Browne also expressed confidence that opposition legislators would support the proposal to extend the tax, as well as the potential adjustment to make it indefinite. This, he said, because of its importance to the concept of nation-building, should take precedence over any political affiliation.

“If there’s another [revenue] source that we have to pursue in the future, we can always make an amendment, but … I need not emphasise how important it is for us to continue to invest in our people.

“I think this is easily one of the most significant contributions that any government would have made toward the development of our people – to ensure accessibility and affordability of a university education – and whatever we have to do to make sure that we can sustain it is absolutely important,” he added.

In addition to that development this week, the post-Cabinet report revealed that “a team from Saudi Arabia will visit Antigua from June 21 – 25 2022 to examine the UWI Five Islands expansion as planned and will advance discussions with the government and UWI for a US$75,000 facility”.

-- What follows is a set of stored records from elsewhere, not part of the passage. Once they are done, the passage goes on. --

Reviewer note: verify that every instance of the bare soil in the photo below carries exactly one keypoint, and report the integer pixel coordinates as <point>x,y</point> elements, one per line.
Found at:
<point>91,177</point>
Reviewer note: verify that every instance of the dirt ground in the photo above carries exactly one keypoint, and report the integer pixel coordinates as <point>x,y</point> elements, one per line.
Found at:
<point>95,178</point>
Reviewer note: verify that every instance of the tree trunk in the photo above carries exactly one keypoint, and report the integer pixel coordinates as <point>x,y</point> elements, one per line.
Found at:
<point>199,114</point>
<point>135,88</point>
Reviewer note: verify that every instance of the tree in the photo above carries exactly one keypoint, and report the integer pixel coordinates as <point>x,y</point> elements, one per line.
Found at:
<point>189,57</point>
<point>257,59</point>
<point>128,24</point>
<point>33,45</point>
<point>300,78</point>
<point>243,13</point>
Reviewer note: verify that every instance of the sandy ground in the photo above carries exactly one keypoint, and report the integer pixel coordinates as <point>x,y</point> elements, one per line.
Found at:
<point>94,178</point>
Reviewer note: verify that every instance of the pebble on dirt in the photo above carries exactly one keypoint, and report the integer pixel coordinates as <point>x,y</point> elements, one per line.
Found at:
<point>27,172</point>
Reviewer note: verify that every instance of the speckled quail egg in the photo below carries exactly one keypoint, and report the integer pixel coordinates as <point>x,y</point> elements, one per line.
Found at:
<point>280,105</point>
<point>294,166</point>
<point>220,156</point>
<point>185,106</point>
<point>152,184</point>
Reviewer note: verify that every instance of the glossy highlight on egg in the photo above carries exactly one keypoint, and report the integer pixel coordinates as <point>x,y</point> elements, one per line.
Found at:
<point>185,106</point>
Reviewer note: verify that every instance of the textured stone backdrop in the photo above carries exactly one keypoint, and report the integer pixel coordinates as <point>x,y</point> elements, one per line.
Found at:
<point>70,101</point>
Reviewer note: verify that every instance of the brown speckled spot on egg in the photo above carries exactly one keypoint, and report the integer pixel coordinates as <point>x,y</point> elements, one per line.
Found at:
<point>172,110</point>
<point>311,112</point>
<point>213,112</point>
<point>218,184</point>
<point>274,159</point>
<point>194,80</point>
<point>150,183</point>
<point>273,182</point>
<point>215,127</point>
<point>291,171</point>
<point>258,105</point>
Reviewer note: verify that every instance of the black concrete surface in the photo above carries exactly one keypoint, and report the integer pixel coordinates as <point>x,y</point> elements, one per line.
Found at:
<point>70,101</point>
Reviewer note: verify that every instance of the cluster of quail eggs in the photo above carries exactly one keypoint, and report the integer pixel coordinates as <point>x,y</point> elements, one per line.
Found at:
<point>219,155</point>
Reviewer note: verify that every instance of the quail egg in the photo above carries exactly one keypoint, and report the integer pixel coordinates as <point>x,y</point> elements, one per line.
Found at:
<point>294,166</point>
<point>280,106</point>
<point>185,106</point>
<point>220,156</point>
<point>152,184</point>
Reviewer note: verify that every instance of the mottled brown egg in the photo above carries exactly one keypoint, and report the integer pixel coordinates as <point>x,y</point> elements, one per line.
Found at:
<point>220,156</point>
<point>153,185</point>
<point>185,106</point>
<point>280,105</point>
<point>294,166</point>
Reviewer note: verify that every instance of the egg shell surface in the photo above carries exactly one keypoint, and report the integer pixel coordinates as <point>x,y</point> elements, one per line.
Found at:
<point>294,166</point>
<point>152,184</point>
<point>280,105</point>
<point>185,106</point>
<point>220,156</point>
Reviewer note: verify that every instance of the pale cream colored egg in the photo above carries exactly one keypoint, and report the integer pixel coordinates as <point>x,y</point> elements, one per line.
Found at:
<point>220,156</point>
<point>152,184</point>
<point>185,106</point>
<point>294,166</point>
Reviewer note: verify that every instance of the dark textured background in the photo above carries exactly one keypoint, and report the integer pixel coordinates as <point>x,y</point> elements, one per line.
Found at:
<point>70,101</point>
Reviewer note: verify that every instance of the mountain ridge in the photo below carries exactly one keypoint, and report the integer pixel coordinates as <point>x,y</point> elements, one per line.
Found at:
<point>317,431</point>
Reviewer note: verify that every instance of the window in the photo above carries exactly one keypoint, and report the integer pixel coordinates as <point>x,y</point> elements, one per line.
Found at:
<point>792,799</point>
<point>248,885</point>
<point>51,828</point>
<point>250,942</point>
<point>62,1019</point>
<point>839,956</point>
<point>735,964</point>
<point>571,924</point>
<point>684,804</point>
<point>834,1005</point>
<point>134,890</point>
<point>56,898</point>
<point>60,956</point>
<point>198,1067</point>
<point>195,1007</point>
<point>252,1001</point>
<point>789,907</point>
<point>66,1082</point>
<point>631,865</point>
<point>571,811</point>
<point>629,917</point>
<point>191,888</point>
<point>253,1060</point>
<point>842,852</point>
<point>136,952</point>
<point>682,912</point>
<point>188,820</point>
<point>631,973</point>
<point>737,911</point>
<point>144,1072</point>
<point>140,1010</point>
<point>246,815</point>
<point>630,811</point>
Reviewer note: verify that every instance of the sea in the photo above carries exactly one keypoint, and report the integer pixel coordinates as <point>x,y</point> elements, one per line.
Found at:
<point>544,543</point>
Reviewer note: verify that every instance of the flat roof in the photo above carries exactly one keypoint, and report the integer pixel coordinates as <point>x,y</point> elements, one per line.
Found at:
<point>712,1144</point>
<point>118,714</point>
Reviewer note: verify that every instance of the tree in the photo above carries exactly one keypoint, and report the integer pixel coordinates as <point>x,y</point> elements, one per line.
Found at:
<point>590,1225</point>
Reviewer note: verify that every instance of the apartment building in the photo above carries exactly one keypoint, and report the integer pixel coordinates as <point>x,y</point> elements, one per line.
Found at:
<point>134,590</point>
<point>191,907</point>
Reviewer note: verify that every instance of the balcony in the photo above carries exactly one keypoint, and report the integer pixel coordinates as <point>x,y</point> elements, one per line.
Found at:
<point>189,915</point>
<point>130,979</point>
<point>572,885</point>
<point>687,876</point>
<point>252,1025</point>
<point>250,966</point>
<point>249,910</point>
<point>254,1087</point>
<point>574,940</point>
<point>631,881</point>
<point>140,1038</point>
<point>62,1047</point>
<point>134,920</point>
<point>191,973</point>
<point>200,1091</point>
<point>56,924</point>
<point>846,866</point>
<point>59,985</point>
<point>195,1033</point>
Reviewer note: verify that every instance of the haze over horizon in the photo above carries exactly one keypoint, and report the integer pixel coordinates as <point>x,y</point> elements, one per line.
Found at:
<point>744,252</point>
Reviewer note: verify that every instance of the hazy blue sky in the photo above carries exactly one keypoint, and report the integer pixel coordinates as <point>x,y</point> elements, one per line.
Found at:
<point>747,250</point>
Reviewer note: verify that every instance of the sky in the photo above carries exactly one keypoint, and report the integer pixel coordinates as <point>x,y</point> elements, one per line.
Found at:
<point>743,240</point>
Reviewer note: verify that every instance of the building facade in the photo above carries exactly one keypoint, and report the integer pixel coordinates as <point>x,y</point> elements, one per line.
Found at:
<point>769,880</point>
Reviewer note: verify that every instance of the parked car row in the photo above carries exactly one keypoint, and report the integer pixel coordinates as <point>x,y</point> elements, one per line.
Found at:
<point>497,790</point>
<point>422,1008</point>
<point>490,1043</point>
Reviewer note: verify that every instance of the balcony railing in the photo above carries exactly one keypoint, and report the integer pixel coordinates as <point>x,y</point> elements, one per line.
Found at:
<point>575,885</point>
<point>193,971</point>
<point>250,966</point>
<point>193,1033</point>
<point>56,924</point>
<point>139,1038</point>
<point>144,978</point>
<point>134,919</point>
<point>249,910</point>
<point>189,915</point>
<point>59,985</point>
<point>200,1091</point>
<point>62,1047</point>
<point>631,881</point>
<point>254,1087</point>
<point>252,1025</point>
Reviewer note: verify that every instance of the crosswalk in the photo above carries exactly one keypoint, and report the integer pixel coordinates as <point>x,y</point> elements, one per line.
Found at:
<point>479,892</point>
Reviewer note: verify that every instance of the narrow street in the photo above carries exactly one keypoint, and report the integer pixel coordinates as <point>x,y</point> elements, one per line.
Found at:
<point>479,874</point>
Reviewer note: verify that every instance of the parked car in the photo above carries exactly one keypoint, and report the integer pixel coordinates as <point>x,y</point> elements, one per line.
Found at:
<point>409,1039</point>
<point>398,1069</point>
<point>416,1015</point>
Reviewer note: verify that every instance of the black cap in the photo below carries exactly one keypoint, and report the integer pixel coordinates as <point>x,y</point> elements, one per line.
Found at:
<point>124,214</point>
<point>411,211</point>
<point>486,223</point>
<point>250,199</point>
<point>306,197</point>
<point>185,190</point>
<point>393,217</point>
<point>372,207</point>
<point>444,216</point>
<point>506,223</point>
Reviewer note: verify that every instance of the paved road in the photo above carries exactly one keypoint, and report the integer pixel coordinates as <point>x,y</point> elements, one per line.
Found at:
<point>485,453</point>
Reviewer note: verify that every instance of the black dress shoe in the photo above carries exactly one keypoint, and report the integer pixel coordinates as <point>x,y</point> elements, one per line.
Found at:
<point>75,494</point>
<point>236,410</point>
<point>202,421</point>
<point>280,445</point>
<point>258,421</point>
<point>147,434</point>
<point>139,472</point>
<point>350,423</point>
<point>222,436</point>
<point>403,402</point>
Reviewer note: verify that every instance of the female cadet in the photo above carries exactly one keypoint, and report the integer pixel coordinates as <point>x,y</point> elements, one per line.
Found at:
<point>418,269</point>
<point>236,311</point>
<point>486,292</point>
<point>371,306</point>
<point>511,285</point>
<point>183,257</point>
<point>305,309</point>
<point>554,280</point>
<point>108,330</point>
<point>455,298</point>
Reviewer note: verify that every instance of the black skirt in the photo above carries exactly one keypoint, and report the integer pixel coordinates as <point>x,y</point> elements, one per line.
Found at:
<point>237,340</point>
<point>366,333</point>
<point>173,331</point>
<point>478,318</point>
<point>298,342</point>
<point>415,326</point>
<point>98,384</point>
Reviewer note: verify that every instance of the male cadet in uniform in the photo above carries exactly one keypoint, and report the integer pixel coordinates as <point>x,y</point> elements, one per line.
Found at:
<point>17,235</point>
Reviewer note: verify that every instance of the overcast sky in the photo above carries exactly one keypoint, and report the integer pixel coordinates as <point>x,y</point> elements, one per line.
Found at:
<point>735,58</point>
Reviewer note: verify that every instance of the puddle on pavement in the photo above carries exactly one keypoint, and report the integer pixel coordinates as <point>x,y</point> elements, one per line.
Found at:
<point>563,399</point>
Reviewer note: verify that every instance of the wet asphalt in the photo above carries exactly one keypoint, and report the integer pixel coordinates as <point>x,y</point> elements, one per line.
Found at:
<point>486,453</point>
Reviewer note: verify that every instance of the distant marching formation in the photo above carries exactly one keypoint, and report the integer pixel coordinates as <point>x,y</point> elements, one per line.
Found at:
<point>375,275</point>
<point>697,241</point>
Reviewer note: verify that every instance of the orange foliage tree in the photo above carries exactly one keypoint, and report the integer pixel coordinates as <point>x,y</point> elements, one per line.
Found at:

That disclosure will certainly have raised some eyebrows as far as ethics is concerned, considering Saudi Arabia’s questionable record on human rights, but the government insists that it is a matter of “separating church and state”.

“One has to be careful when one charters one’s own path and from [both] a foreign affairs standpoint and our own diplomatic approach, we maintain cordial and friendly relations with many different countries of differing political systems.

“It is not for us to judge states on the basis of our own value system,” Cabinet spokesperson, Information Minister Melford Nicholas, told media yesterday.

“We certainly have to look at what works best for us and, in the context of finding capital to fulfil our own development objectives, the fact that the Saudi Arabian government is prepared to assist us with an important venture such as the development of our education sector – that will further lead to economic and social development in our country – we see that as a separate and diverse issue,” he added.